Pour les mêmes motifs que ceux exposés au point 10 et dès lors notamment qu’en se bornant à soutenir qu’il n’aurait jamais indiqué que ses parents et sa fratrie se trouvent au Sénégal sans donner de précisions sur les raisons pour lesquelles ils auraient quitté ce pays et le pays où ils se trouveraient désormais, M. A… ne conteste pas sérieusement qu’il n’est pas dépourvu d’attaches dans son pays d’origine. Il n’est dès lors pas fondé à soutenir que les décisions contestées porteraient une atteinte disproportionnée à sa vie privée et familiale. Par suite, le moyen tiré de la méconnaissance des stipulations de l’article 8 de la convention européenne de sauvegarde des droits de l’homme et des libertés fondamentales doit être écarté.
En ce qui concerne uniquement l’obligation de quitter le territoire français :
Il résulte de ce qui précède que la décision de refus de titre de séjour n’est pas illégale. Par suite, le moyen tiré de l’exception d’illégalité de cette décision doit être écarté.
En ce qui concerne les décisions fixant le délai de départ volontaire et le pays de destination :
Il résulte de ce qui précède que les décisions portant refus de titre de séjour et obligation de quitter le territoire français ne sont pas illégales. Par suite, le moyen tiré de l’exception d’illégalité de ces décisions doit être écarté.
Sur les frais liés au litige :
Il résulte de ce qui précède que les conclusions à fin d’annulation de la requête doivent être rejetées.
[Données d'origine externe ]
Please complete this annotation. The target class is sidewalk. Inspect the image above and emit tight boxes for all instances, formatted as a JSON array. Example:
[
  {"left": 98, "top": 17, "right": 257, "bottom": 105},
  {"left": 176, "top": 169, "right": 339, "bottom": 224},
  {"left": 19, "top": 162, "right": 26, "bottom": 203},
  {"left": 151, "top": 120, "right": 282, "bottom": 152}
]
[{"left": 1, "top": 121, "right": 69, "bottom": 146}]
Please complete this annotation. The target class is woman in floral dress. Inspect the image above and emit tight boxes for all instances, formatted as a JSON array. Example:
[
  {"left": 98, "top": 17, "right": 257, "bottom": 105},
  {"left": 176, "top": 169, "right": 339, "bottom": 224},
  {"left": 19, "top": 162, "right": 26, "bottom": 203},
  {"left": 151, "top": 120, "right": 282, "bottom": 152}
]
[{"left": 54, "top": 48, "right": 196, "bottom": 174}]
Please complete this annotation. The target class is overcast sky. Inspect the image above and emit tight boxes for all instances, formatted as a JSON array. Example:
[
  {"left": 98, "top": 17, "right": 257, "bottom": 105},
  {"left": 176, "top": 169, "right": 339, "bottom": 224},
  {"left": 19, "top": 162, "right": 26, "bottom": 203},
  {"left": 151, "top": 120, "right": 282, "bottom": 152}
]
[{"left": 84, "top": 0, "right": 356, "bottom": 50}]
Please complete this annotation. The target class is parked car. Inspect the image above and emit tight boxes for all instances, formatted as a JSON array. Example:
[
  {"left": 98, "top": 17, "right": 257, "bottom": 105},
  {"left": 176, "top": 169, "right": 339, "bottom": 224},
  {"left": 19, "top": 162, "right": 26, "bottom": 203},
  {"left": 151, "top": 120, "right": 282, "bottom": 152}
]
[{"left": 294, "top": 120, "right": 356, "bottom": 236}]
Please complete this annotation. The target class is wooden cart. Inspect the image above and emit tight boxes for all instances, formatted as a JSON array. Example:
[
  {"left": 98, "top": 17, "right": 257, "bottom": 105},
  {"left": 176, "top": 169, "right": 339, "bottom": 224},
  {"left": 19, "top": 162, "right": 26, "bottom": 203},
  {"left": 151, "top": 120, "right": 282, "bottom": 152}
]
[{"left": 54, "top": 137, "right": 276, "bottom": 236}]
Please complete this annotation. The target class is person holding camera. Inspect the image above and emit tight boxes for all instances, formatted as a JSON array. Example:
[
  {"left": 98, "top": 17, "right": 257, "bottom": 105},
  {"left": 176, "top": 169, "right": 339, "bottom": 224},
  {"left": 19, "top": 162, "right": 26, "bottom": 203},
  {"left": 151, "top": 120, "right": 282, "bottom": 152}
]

Il en va de même, par voie de conséquence, des conclusions à fin d’injonction et de celles relatives aux frais liés au litige.
D E C I D E :
Article 1er : Il n’y a pas lieu de statuer sur les conclusions tendant à l’admission de M. A… au bénéfice de l’aide juridictionnelle à titre provisoire.
Article 2 : Le surplus des conclusions de la requête de M. A… est rejeté.
Article 3 : Le présent jugement sera notifié à M. B… A… et au préfet d’Indre-et-Loire.
Délibéré après l’audience du 21 mai 2026, à laquelle siégeaient :
M. Lacassagne, président,
Mme Bernard, première conseillère,
Mme Ploteau, conseillère.
Rendu public par mise à disposition au greffe le 4 juin 2026.
La rapporteure,
Coralie PLOTEAU
Le président,
Denis LACASSAGNE
La greffière,
Marie-Josée PRÉCOPE
La République mande et ordonne au préfet d’Indre-et-Loire en ce qui le concerne ou à tous commissaires de justice à ce requis en ce qui concerne les voies de droit commun contre les parties privées, de pourvoir à l’exécution de la présente décision.